My best description of my main issues are major depression, recurrent, treatment resistant, currently in remission on SNRIs AND PTSD, chronic, in remission. The management strategies - a generous dose of Effexor XR, PRN benzo for anxiety and PRN ambien for sleep - weekly therapy with a skilled LICSW who helped me through incest recovery twice (memories when I turned 30, and more when I turned 46), and as much healthy lifestyle and good self care as I can manage. Sometimes I can do well with diet, exercise, and self talk to manage stress/conflict - other times, not so well. I have been lucky enough to have good insurance all these years so I have generally had access to what I need, and I am intelligent enough to be a good treatment candidate. I can also pay a psychiatrist directly who gives me all three meds and trusts me to report accurately and use them wisely - so I do. For me, it is what works. I do believe there are both organic roots and processes and psychological ones in my disordered head. The level of intrapsychic distress i experience and the interpersonal stressors both can exacerbate my organic imbalances and trigger or intensify sx (mood, thought, behavior changes). I believe that there were permanent changes in my neuroendocrine systems due to chronic emotional abuse and episodic physical and sexual abuse that cannot be erased or totally rewritten, from a physiological perspective. So, yes, I do believe that for me the psychiatric diagnoses are stable over time and across situations. Nothing in medicine is black or white, all or nothing, except perhaps the presence/absence of spontaneous respiration.

C.J. Brenner said...

I disagree that one should offer a diagnosis after a single visit.

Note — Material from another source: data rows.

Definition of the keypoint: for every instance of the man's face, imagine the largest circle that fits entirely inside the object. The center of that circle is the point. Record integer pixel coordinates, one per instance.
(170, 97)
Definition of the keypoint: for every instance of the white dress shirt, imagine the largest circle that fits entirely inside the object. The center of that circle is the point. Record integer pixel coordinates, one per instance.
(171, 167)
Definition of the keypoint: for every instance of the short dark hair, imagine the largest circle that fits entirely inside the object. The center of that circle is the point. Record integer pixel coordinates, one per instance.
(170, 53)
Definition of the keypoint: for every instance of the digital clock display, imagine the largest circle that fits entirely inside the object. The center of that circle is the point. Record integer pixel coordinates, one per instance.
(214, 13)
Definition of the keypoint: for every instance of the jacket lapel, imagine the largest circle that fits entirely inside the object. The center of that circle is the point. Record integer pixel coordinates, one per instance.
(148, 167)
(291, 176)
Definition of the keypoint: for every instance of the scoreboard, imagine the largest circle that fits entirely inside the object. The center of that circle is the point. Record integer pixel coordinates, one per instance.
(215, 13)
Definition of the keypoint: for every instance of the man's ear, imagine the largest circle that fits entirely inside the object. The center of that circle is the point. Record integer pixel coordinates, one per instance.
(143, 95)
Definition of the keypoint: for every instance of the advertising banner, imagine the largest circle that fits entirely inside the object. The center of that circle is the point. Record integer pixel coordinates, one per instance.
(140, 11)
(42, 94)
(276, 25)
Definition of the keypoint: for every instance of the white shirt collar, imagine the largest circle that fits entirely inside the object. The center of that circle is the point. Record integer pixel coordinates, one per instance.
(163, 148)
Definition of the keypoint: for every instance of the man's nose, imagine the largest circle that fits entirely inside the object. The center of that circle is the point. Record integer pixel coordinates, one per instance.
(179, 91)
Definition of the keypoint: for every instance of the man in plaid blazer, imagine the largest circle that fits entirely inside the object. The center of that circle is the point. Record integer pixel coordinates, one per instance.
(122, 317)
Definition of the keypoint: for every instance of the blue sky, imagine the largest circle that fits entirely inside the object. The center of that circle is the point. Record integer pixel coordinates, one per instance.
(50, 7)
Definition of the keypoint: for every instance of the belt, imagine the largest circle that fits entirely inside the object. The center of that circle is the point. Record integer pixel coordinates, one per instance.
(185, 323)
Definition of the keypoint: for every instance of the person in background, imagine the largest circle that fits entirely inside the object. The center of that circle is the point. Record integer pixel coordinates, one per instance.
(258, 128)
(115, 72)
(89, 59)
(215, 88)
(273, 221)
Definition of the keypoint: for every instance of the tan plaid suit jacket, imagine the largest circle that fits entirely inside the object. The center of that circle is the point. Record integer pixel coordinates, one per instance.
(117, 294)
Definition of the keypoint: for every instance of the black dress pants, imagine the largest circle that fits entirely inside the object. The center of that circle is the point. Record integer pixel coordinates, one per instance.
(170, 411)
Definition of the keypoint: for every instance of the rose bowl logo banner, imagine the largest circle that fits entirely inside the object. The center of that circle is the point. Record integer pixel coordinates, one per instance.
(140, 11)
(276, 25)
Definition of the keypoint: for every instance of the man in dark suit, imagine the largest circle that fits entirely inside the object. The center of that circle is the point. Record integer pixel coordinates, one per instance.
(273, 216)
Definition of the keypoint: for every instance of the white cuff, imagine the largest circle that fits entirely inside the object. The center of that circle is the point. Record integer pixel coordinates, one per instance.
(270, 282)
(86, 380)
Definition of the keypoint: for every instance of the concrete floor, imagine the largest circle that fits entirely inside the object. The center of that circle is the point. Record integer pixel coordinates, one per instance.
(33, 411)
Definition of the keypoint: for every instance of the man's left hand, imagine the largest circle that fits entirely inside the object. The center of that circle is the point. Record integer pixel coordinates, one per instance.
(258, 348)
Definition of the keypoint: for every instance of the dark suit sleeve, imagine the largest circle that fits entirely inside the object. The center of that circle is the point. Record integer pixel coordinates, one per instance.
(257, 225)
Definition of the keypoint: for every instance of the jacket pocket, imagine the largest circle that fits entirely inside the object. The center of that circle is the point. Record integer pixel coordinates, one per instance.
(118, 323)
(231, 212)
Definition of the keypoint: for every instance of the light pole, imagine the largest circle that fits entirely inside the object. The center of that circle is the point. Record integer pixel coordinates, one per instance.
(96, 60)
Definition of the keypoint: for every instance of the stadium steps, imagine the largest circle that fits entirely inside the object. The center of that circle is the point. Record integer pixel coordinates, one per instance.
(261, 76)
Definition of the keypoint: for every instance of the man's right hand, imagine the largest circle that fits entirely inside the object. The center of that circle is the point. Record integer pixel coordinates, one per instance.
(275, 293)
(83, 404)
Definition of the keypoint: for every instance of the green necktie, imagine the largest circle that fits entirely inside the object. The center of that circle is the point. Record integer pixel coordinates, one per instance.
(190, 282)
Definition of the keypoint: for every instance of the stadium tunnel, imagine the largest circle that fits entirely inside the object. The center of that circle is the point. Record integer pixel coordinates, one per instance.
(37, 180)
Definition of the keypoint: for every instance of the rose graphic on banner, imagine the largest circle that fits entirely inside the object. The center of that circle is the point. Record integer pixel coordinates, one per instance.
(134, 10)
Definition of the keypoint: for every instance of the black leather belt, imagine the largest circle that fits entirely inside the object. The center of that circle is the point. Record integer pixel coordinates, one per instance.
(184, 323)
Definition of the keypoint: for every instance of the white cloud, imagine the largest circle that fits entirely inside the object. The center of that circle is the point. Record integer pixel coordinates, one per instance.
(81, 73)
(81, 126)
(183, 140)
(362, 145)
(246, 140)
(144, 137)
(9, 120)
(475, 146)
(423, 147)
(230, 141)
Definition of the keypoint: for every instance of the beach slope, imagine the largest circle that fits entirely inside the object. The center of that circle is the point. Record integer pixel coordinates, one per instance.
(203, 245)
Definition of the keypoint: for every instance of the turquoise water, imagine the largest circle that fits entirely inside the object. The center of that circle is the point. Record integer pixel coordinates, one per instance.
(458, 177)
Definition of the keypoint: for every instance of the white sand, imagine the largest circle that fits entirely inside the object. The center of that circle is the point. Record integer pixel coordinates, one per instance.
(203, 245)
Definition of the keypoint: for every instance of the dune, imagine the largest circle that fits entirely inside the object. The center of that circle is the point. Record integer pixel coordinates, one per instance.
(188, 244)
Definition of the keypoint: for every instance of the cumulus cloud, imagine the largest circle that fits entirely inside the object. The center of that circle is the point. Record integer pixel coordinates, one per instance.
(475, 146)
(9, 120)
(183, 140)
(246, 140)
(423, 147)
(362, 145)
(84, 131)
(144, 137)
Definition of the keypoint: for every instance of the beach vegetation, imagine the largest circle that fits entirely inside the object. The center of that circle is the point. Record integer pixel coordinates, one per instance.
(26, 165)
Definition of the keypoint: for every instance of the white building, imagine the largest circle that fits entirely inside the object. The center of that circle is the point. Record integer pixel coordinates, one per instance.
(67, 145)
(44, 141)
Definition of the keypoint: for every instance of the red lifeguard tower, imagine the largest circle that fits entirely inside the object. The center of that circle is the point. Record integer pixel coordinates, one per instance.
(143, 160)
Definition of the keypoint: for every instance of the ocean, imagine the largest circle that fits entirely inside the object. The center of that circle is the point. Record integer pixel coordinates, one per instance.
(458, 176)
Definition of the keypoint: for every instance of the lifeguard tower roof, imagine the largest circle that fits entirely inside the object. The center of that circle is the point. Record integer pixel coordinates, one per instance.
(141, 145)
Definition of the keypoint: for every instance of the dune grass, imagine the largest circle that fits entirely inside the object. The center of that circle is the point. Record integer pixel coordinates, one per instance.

One should take the time to review all facts and experience more then a few visits with a patient before arriving at a suggested diagnosis as by doing so without a full experience, one is apt to stigmatize a patient in an unhealthy manner and one will also be prone to a possibility that their working diagnosis at that state is abrupt and possibly misleading. True you may have a medication history and maybe you have enough accurate information to truly understand the diagnosis.
Instincts will allow you to arrive at a true diagnosis, and perhaps it is clear to you in the outset; that shared, one must arrive at a working diagnosis after being in a setting of insightful differential diagnoses that will guide you in your immediate treatment and continued work up of the patients illness.
Confidence in a provider is assured more faithfully when the provider is ethically more involved in the care of a patient than pressing a diagnosis simply to either enter it into the medical records or to delegate a patient into a category of psychiatric acceptablity as a patient who is categorized and not allowed to continue as a presumptive diagnosis.